Saint-Saëns, tout en
mettant au premier plan son travail personnel et soulignant l’importance qu’il
attache à ce que ses œuvres soient représentées selon ses goûts, mentionne les
événements politiques, relate ses souvenirs de voyage, comme lorsqu’il se rend
à Buenos-Aires, en Argentine, « sur un grand bateau qui transportait toute
la troupe du Théâtre Colón, on répétait pendant la traversée B. G. [Boris Godounov]
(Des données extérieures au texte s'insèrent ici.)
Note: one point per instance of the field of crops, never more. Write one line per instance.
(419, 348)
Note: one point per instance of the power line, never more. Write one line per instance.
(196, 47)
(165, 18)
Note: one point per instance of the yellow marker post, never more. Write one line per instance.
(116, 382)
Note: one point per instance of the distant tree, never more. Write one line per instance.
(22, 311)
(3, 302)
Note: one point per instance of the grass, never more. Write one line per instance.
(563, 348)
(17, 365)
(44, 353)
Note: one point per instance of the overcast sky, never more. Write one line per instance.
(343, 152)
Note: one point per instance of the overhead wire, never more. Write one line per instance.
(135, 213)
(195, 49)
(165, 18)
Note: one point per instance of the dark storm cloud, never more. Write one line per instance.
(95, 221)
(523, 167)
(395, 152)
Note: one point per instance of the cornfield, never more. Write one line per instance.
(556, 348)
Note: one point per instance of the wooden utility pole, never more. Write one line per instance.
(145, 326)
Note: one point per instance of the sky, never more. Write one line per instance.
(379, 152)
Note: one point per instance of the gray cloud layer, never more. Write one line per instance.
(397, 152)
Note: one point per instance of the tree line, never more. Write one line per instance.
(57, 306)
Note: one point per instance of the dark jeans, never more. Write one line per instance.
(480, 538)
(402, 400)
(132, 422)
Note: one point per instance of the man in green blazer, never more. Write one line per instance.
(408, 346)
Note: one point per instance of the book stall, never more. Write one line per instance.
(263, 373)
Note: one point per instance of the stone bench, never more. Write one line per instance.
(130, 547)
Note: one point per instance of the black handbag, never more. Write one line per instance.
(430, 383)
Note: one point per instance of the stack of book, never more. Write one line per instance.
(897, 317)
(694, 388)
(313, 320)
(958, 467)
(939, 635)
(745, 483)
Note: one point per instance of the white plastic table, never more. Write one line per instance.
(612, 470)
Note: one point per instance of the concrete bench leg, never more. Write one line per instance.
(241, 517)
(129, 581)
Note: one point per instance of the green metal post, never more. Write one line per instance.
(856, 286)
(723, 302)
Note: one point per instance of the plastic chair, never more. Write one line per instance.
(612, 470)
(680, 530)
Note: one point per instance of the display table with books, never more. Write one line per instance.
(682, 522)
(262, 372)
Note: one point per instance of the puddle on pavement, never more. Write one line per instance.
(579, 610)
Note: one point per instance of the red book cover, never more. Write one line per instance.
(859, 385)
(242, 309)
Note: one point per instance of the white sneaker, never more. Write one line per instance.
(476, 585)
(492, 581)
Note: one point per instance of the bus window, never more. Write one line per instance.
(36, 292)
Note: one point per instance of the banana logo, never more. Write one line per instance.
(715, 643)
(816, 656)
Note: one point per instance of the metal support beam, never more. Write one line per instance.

sur quoi l’on comptait beaucoup ; Tita Ruffo* devait tenir le rôle
principal. Samson devait avoir deux représentations seulement ». Mais
Jacques Rouché n’est pas en reste. Attentif aux succès comme aux échecs, aux
accueils comme aux rejets du public, attentif jusqu’aux plus petits détails, (la
« caisse des pourboires »), il s’adresse à ce monument qu’est devenu Saint-Saëns
à la fois avec respect et une certaine familiarité. Concernant l’opéra en
quatre actes et six tableaux Henry VIII,
considéré comme un de ses chefs d’œuvre, il écrit au compositeur en 1917 :
« Vous ne lisez décidément les journaux que lorsqu’ils ne parlent pas de
vous. C’est très fâcheux ! ». Ou encore, cette courte phrase qui
témoigne de leur amitié et aussi de leur franchise mutuelle: « Vous
n’avez toujours pas choisi Vénus !». Saint-Saëns lui demandera en 1917
« l’hospitalité » de sa loge.
Ce recul de la gloire cité par
Rouché dans une lettre, Saint-Saëns le craindra, pressentant peut-être que la
postérité ne délaisse son œuvre, voire ne l’oublie. A travers ces 161 lettres,
toute une période musicale et artistique revit, se déploie en France et à
l’étranger, montrant un homme tour à tour grand seigneur et presque mesquin,
égocentrique et généreux, créateur génial et citoyen ordinaire. On entre dans
une intimité quotidienne, dans la culture d’une époque brillante frappée par le
grand conflit de 1914-1918. A fil de cette lecture, commentée avec finesse par
une spécialiste de Saint-Saëns, en outre conservateur à la BnF et docteur en
musicologie, se mêlent les jours secondaires et les grandes soirées lyriques.
Des gravures, des photos, des caricatures les accompagnent.
Dominique
Vergnon
* Baryton italien, 1877-1953
** Camille Saint-Saëns, répétant à la salle
Gaveau à Paris le concerto de Mozart qu'il a joué à son dernier concert le 6
novembre 1913
Marie-Gabrielle Soret, Camille Saint-Saëns – Jacques Rouché,
Correspondance (1913-1921),
Actes Sud/Palazzetto Bru Zane, 246 pages, 11x17,6 cm, septembre 2016, 30 euros.